O clima tenso que toma conta do Brasil por conta da pandemia do coronavírus altera o clima festivo da Páscoa. A via-crúcis vivida pelo povo brasileiro não precisou contar nesta Semana Santa com penitência e jejum, tantas são as provações que os cidadãos enfrentam, isolados, com perdas financeiras significativas e luto pelas vítimas da Covid-19. O que nos resta é dividir o pão e praticar a solidariedade.
Nada mais inatual que os exageros de consumo em fase de escassez. Isso me faz lembrar a história do sino gigantesco que o padre Robson de Oliveira, ex-reitor da Associação dos Filhos do Pai Eterno de Trindade (Goiás), encomendou para a basílica que seria construída graças aos donativos dos fiéis.
A imprensa divulgou recentemente que o sino foi adquirido por R$ 6 milhões, mas o Ministério Público de Goiás revelou em seguida ter custado R$ 17 milhões. A Afipe (Associação dos Filhos do Pai Eterno) admitiu que a quantia de R$ 17 milhões procede, mas refere-se à compra de 73 sinos ao todo. Misericórdia!

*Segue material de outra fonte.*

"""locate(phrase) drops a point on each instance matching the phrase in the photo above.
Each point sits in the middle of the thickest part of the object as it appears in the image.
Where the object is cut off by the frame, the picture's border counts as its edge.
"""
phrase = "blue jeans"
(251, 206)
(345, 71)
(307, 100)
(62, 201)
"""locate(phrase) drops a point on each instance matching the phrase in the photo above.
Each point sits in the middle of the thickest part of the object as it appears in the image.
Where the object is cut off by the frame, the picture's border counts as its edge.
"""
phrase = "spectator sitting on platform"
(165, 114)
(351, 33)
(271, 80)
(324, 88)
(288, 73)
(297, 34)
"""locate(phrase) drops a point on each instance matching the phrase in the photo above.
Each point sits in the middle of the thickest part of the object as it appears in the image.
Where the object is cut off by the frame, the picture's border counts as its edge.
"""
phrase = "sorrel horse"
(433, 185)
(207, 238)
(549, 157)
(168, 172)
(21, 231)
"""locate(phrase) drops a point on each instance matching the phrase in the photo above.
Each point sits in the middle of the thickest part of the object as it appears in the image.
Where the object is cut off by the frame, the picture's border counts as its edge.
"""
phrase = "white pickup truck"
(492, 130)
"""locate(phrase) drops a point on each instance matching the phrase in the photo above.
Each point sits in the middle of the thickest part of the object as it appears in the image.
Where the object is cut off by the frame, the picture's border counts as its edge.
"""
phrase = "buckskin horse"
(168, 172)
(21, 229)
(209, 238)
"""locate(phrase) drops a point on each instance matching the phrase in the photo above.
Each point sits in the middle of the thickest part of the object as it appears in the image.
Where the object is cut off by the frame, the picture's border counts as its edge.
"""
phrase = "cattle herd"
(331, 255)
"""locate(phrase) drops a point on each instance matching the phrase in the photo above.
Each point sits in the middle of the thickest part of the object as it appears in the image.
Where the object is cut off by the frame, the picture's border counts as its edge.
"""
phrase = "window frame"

O escândalo de Trindade mais parece obra de ficção, mas é real. Inclui traições, chantagens, desvio de dinheiro, falsificação de documentos e outros crimes. Isso tudo foi parar no Fantástico (Globo), em jornais e portais de todo o País. Desde o ano passado, o padre com fisionomia de santo passou a ser visto como um grande pecador.
Esse descaso com os mais carentes é uma questão a ser levada mais a sério por católicos, evangélicos, protestantes, não importa o credo. Não faz sentido ter igrejas luxuosas e fiéis sem condições de colocar carne na mesa, seja no almoço da Páscoa ou nas refeições do dia a dia.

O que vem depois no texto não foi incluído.